Now, Hall says he’s taken much of what he learned from his father as a child, lessons bolstered by what he felt at the Million Man March, and applied it all to his school.
“It was a very special moment in my life, it was a moment that actually changed my life, so my main goal is to try to expose young people to that same thing.”'
All around the school are reminders of aspiration, including college banners hanging near murals of Malcolm X and Che Guevera.
“We want them to be constantly reminded of peace, and constantly reminded of greatness, constantly reminded of people who fought for struggles and for the liberation of their people -- consistently everywhere they go, it’s very important,” Hall said. “Planting the seed ain’t difficult.

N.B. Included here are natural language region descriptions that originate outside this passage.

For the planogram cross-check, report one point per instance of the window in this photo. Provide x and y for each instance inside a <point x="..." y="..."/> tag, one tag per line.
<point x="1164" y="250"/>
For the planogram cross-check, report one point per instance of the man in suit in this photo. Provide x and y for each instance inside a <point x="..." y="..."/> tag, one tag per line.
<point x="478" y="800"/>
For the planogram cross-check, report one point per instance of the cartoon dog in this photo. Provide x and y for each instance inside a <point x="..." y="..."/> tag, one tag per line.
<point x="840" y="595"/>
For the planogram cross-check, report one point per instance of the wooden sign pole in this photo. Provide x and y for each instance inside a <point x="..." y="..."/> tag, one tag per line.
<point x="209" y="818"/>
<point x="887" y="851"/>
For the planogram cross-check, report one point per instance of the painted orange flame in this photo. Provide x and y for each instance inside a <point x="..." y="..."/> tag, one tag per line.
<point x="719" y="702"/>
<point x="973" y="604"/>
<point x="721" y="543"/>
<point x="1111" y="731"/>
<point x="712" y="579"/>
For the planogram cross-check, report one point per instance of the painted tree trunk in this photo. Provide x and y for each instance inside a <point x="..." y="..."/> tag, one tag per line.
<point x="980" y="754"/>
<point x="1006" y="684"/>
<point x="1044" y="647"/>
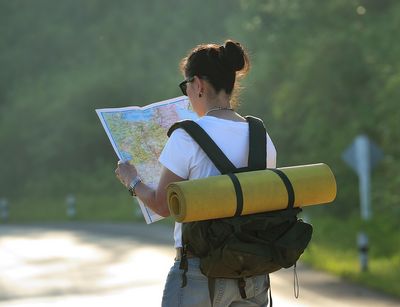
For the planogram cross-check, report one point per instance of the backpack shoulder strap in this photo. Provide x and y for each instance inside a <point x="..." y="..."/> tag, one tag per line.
<point x="221" y="162"/>
<point x="258" y="144"/>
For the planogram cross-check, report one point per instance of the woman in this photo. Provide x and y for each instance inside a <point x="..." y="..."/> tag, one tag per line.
<point x="211" y="72"/>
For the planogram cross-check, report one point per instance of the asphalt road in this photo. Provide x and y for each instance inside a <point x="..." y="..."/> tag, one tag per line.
<point x="82" y="264"/>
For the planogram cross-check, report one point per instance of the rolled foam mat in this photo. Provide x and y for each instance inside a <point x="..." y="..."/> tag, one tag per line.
<point x="262" y="191"/>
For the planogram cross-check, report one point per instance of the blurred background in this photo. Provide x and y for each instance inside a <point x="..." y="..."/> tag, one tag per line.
<point x="323" y="73"/>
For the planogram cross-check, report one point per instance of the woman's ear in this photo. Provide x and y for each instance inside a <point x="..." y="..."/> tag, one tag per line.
<point x="198" y="85"/>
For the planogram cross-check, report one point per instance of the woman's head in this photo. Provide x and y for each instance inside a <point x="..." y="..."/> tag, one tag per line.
<point x="220" y="65"/>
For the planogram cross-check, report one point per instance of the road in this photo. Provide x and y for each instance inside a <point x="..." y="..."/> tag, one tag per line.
<point x="84" y="264"/>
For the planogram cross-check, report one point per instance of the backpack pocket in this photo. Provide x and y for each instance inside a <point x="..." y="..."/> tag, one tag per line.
<point x="290" y="246"/>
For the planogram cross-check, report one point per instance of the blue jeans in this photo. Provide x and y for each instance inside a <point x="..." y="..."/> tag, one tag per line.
<point x="226" y="293"/>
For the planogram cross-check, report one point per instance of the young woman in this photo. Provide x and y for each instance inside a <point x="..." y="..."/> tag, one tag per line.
<point x="211" y="72"/>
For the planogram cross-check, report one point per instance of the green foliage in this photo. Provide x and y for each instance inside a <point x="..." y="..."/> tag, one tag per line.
<point x="322" y="73"/>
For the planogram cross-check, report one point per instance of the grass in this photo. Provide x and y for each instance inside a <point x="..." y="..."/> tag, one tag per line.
<point x="332" y="249"/>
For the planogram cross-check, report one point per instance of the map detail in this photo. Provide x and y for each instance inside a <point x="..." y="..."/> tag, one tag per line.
<point x="138" y="134"/>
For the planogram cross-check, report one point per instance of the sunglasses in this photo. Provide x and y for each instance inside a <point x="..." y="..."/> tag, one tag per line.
<point x="183" y="85"/>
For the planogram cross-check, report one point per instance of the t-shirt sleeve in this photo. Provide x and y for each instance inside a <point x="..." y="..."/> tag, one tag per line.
<point x="178" y="153"/>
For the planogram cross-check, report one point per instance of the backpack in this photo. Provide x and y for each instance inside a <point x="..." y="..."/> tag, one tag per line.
<point x="243" y="246"/>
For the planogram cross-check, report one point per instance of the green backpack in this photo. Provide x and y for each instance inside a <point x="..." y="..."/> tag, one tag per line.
<point x="248" y="245"/>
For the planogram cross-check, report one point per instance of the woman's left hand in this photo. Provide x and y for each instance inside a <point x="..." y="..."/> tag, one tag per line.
<point x="125" y="172"/>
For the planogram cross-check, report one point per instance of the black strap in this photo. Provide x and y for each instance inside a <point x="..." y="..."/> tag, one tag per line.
<point x="288" y="185"/>
<point x="258" y="144"/>
<point x="211" y="289"/>
<point x="239" y="194"/>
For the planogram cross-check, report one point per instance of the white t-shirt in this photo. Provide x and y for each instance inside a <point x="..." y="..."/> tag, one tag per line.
<point x="184" y="157"/>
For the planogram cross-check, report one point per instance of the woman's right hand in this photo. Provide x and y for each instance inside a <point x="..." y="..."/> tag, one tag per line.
<point x="126" y="172"/>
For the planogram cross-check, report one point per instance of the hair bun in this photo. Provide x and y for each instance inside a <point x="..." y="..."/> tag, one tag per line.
<point x="233" y="54"/>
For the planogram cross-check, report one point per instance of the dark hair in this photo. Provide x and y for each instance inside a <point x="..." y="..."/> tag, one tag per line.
<point x="220" y="64"/>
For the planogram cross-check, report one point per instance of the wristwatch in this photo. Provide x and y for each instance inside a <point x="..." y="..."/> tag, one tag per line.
<point x="131" y="188"/>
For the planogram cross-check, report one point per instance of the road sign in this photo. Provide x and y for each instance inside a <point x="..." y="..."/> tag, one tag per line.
<point x="362" y="156"/>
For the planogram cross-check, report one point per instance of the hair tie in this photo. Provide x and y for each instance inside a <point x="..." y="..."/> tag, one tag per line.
<point x="221" y="54"/>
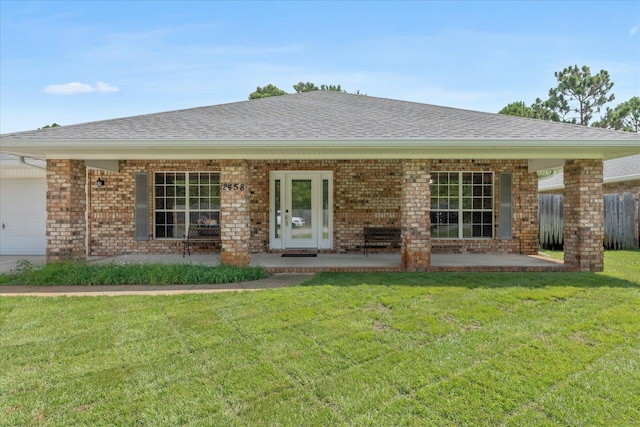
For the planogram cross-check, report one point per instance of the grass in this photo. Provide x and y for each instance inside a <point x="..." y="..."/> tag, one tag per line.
<point x="127" y="274"/>
<point x="343" y="349"/>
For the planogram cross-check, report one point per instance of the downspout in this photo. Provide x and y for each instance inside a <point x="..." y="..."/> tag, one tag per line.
<point x="29" y="165"/>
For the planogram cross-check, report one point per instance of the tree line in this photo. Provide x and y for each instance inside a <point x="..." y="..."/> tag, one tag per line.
<point x="577" y="97"/>
<point x="271" y="90"/>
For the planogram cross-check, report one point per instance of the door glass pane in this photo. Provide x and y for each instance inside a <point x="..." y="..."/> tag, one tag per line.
<point x="277" y="220"/>
<point x="300" y="215"/>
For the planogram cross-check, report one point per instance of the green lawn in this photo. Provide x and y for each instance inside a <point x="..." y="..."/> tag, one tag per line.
<point x="343" y="349"/>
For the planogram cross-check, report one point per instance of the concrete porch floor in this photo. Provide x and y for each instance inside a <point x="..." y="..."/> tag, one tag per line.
<point x="333" y="262"/>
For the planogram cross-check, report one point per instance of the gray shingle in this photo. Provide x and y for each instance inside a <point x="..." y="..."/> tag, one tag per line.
<point x="322" y="115"/>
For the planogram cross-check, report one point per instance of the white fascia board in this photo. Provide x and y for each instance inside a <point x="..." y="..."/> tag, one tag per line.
<point x="321" y="149"/>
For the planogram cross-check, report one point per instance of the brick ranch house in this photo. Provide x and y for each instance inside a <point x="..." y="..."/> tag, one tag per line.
<point x="310" y="171"/>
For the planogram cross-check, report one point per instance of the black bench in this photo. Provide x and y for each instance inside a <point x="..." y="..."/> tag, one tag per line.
<point x="374" y="236"/>
<point x="199" y="235"/>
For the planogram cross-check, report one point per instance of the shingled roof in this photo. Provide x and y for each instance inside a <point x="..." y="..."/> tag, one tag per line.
<point x="321" y="115"/>
<point x="323" y="125"/>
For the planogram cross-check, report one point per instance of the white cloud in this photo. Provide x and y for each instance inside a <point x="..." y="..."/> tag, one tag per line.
<point x="104" y="87"/>
<point x="75" y="88"/>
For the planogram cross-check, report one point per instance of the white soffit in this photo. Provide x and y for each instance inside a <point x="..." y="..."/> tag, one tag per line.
<point x="549" y="150"/>
<point x="536" y="165"/>
<point x="108" y="165"/>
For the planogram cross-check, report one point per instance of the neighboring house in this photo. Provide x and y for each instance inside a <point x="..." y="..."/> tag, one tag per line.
<point x="23" y="214"/>
<point x="620" y="176"/>
<point x="452" y="180"/>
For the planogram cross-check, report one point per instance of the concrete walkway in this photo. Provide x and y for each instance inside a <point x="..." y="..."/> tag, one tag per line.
<point x="278" y="280"/>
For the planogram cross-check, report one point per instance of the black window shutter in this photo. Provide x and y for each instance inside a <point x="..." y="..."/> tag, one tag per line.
<point x="142" y="206"/>
<point x="505" y="214"/>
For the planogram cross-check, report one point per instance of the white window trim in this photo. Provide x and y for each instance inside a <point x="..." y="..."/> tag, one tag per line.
<point x="461" y="210"/>
<point x="186" y="210"/>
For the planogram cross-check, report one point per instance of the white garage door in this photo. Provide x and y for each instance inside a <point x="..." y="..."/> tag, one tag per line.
<point x="23" y="216"/>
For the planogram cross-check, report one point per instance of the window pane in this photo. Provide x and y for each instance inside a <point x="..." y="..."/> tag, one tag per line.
<point x="174" y="212"/>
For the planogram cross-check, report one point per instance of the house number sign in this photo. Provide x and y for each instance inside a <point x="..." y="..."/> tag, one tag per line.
<point x="233" y="186"/>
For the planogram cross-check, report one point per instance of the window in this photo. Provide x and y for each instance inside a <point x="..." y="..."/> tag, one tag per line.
<point x="182" y="199"/>
<point x="461" y="205"/>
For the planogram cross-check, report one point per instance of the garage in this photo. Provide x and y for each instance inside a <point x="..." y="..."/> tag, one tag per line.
<point x="23" y="214"/>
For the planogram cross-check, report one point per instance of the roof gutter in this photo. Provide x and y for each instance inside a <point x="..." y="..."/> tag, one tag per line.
<point x="21" y="160"/>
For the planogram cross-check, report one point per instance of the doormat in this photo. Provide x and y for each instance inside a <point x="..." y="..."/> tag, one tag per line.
<point x="299" y="255"/>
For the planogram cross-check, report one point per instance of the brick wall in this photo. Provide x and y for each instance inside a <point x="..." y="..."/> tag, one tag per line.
<point x="583" y="215"/>
<point x="112" y="208"/>
<point x="415" y="201"/>
<point x="365" y="193"/>
<point x="66" y="205"/>
<point x="235" y="218"/>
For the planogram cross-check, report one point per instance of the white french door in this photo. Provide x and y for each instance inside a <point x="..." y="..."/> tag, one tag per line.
<point x="301" y="209"/>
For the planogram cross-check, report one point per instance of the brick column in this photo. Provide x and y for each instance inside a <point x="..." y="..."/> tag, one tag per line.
<point x="583" y="215"/>
<point x="66" y="210"/>
<point x="415" y="202"/>
<point x="235" y="221"/>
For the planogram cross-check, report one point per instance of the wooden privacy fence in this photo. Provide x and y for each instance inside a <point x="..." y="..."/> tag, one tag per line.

The difficult part is helping to nurture it and helping it grow … First it’s a little bit like, ‘whoa, why are you calling me a king, why are you calling me a queen?’ But after a while they get very used to and accustomed to being treated like royalty.”
“I think that’s the biggest thing because what I received at 13 was something that no one can take away,” he added. “It was a very special moment in my life, it was a moment that actually changed my life, so my main goal is to try to expose young people to that same thing.”
Back at Hall’s home, Hall’s father teared up as he sat back and listened to his son talk about feeling grateful that his father dragged him to the march.
“I saw all the people and the unity that they were trying to express, and that was when we started this full-body hug … and to me, that was the moment that let me put out there what I was always trying to instill in my sons in the house: You have to have fellowship; you have do better with numbers; and we are great people, there’s no doubting that,” Acem Hall said.